History 2400: Digital And Critical Approaches to Asian History

Date and Time: Th 2pm–4:25pm 
Room: 3701 Posvar
Instructor: Raja Adal

This course approaches Asia not as a geographic place but as a malleable object of study.  It begins by contextualizing the meta-geographical concept of Asia within other geo-bodies, from nations to continents, religious realms, oceans, and highlands.  It then turns to three case studies to discuss how the intersection of topics and methodologies result in multiple conceptions of Asia.  What does Asia look like, and what does it compare to, if we focus on sugar?  How about human networks, ranging from biographies of a single individual to datasets that include thousands?  What happens to Asia if we look at the world in terms of languages and scripts?  In this way, this course explores a multiplicity of Asias, each of which is created as much by Asia as an object of study as by the position from which it is being approached.

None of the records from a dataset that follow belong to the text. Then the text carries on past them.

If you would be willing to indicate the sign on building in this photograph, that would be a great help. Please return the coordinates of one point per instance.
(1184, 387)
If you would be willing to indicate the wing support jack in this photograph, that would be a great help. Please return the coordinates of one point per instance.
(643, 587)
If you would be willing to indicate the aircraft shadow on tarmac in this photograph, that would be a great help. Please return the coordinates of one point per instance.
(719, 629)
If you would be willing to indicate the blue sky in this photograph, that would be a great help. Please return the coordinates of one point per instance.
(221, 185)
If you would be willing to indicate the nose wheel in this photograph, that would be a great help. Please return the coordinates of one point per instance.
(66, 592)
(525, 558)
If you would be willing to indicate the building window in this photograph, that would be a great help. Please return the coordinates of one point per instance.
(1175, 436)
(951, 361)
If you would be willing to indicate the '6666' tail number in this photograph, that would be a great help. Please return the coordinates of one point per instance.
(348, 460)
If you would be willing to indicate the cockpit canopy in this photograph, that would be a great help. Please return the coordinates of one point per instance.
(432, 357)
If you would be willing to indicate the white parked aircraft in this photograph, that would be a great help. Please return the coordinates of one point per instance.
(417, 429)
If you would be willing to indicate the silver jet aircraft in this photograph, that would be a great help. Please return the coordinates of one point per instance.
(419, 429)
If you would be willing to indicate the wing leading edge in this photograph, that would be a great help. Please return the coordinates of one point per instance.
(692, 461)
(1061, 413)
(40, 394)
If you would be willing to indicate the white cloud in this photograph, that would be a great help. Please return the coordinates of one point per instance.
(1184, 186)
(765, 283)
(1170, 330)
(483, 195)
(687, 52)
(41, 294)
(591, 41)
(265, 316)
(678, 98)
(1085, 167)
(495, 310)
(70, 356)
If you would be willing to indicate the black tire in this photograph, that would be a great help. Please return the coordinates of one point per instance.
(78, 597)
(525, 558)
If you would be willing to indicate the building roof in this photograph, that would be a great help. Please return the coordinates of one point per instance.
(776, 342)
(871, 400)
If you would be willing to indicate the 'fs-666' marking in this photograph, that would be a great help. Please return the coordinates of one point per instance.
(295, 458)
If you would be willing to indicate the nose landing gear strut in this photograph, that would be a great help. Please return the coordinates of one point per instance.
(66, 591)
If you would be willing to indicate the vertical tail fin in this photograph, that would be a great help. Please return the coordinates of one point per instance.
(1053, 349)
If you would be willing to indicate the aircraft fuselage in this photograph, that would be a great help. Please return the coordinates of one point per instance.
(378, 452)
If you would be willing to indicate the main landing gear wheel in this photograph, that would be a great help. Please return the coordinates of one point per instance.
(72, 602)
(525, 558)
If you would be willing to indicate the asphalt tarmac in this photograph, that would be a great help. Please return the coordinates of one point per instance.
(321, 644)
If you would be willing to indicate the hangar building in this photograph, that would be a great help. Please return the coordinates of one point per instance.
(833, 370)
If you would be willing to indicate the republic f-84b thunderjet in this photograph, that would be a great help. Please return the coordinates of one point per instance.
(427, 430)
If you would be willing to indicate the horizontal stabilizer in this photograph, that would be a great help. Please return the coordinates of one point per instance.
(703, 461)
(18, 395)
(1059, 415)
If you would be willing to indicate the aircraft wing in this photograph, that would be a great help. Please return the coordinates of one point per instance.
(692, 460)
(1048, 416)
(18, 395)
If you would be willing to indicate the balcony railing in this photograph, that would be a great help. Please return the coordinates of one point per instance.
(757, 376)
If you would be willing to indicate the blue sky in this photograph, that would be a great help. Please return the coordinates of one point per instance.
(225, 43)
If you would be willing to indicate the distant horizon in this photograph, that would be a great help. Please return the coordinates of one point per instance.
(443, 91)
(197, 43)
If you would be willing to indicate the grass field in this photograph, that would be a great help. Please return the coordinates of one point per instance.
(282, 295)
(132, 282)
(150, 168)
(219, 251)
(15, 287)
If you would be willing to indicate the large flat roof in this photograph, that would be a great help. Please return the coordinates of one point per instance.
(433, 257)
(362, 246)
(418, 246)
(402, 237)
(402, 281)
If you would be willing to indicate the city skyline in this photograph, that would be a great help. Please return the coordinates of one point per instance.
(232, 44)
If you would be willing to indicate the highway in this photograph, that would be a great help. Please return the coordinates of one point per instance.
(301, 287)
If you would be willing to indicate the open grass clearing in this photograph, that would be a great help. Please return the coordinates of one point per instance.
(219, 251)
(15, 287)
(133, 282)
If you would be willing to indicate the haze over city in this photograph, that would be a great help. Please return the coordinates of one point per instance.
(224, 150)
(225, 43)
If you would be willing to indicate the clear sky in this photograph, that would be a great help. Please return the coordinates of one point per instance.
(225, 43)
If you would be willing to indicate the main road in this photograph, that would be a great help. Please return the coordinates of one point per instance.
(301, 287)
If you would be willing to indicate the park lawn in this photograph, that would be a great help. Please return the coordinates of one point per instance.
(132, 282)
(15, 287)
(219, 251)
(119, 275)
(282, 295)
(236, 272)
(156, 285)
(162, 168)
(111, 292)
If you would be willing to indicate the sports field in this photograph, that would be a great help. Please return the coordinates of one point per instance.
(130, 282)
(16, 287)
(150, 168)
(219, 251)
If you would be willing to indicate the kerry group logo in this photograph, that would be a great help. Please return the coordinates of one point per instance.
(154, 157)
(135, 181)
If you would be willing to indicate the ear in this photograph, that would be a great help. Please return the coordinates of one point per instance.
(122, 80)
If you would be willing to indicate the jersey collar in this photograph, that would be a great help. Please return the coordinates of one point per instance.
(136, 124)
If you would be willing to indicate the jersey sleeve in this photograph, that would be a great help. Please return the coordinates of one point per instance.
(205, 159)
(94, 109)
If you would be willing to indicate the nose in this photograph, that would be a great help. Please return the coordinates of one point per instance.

While the first hour of each class will discuss these multiple Asias through a critical reading of recent scholarship, the second hour will turn to a study of the primary sources used for writing about Asia.  Students will discuss how textual sources, visual sources, and datasets provide different understandings of Asia, what each source reveals, and what each obscures.  Special attention will be paid to how large datasets can provide cross-national and global perspectives for understanding Asia.  Students will learn to analyze such datasets using Tableau Online and will practice publicizing their results using data visualizations.  In addition to weekly readings and discussions, students will write reviews of secondary and primary sources related to their own research.  These will culminate in a final public blog post in which each student will present their own research using some of the approaches and methods studied in class.